Trois règles que nous appliquons systématiquement. Utiliser le sous-type le plus précis, donc Restaurant plutôt que LocalBusiness générique. Valider le balisage avec l’outil de test des résultats enrichis avant la mise en ligne, car un balisage incomplet n’ouvre droit à aucun affichage enrichi et peut valoir une action manuelle. Et prévoir plusieurs images en haute résolution dans différents formats, carré, 4/3 et 16/9, que Google réutilise selon les emplacements.
Ce n’est pas une astuce d’initié : d’après les données d’index web citées par schema.org en mai 2026, le type Restaurant est déjà déployé sur 100 000 à 1 000 000 de domaines. Vos concurrents balisent. Un site sans données structurées ne se contente pas de rater un bonus, il part avec un handicap. Dernier point trop souvent négligé : votre site et votre fiche Google doivent dire exactement la même chose, mêmes horaires, même adresse, même téléphone. Une divergence et vous perdez la confiance des deux côtés.

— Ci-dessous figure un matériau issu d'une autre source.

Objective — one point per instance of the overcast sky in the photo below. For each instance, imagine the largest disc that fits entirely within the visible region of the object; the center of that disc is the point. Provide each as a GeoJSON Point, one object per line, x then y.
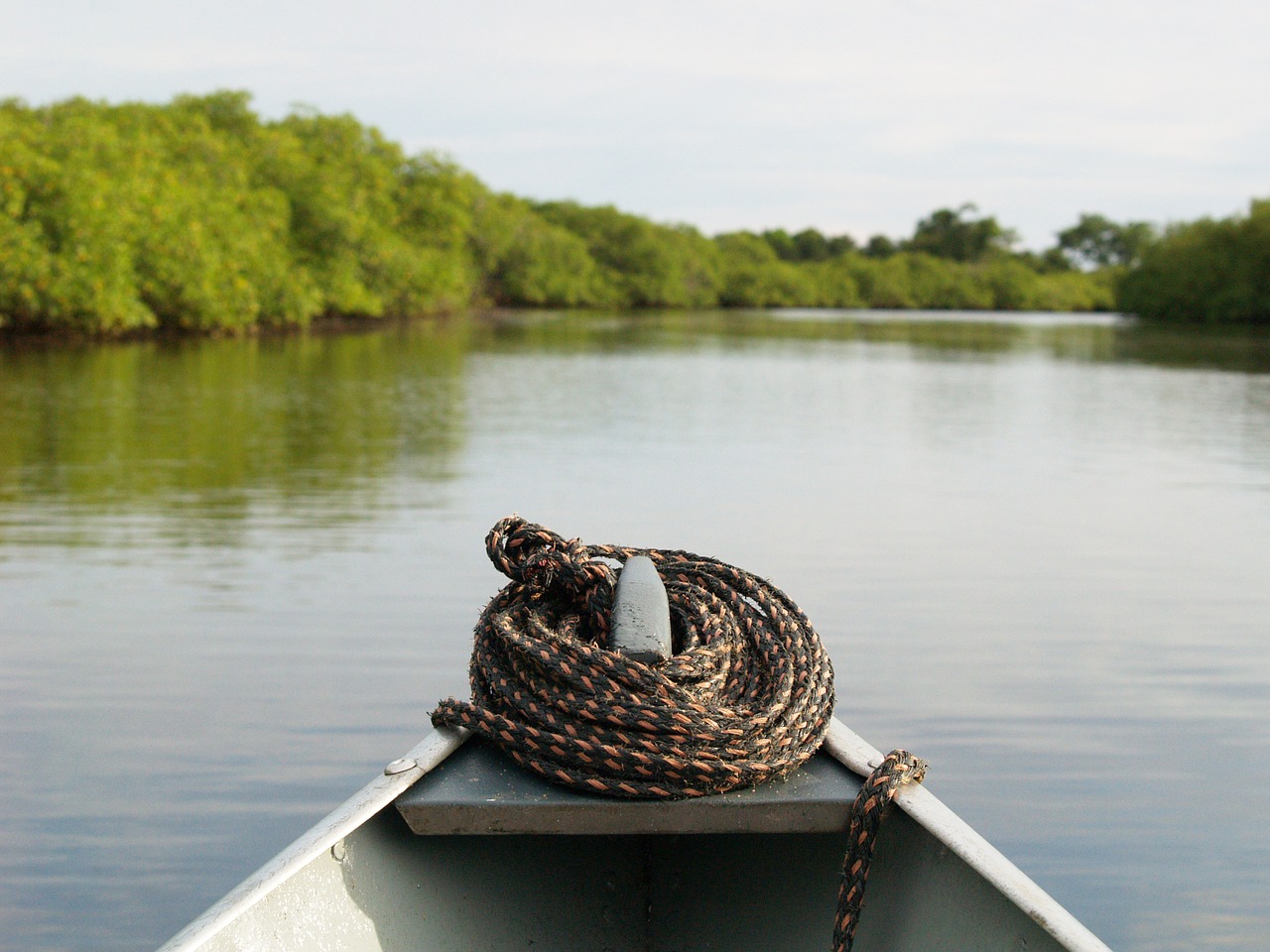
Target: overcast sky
{"type": "Point", "coordinates": [843, 116]}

Quelles erreurs font perdre des réservations sur un site de restaurant déjà en ligne ?
Ce sont presque toujours les mêmes, et aucune n’est esthétique. Des horaires périmés depuis le dernier changement de saison. Une carte en PDF scanné. Un formulaire qui n’envoie aucune confirmation, si bien que le client réserve ailleurs par précaution. Un site lent parce que les photos sortent directement de l’appareil. Et une adresse ou un téléphone qui ne correspondent pas à la fiche Google.
À vérifier ce soir, en dix minutes, sur votre propre téléphone :
- Les horaires affichés sont-ils ceux de cette semaine, jours de fermeture compris ?
- Peut-on lire la carte sans zoomer ?
- Combien de taps entre l’arrivée sur le site et la demande de réservation envoyée ?
- Le client reçoit-il une confirmation écrite, immédiatement ?
- Le site se charge-t-il en moins de trois secondes en 4G, hors wifi de la salle ?
Si une seule réponse coince, vous perdez des couverts chaque semaine sans le voir. Nos réalisations montrent le détail de ces arbitrages, projet par projet, avec ce qui a été mesuré avant et après.

Faut-il un site en plusieurs langues pour un restaurant qui accueille des touristes ?
Si une part visible de votre salle vient de l’étranger, oui, mais pas n’importe comment. Une version anglaise soignée vaut mieux que six langues traduites à la machine. Ce qui compte pour un touriste tient en quatre éléments : comprendre la carte, connaître les horaires, savoir où vous êtes, et pouvoir réserver sans appeler dans une langue qu’il ne parle pas.
Deux principes de bon sens. Gardez le nom des plats en français, avec une description traduite en dessous : c’est ce que le client viendra chercher, et cela évite les traductions malheureuses. Et déclarez la langue de chaque version, y compris celle du menu, que schema.org permet de préciser via la propriété inLanguage héritée de CreativeWork. Un site multilingue mal déclaré finit indexé de travers, ce qui coûte plus cher que de ne pas traduire du tout.
Ce qu’il faut retenir avant de lancer le projet
Un site de restaurant qui fonctionne n’est pas un site plus beau que celui d’à côté. C’est un site qui charge vite sur un téléphone, dont la carte est lisible et à jour, qui prend une réservation en trois taps sans commission, et dont les données sont assez propres pour que Google et les assistants IA le citent quand quelqu’un demande où dîner ce soir. Le reste, aussi soigné soit-il, ne remplit pas la salle.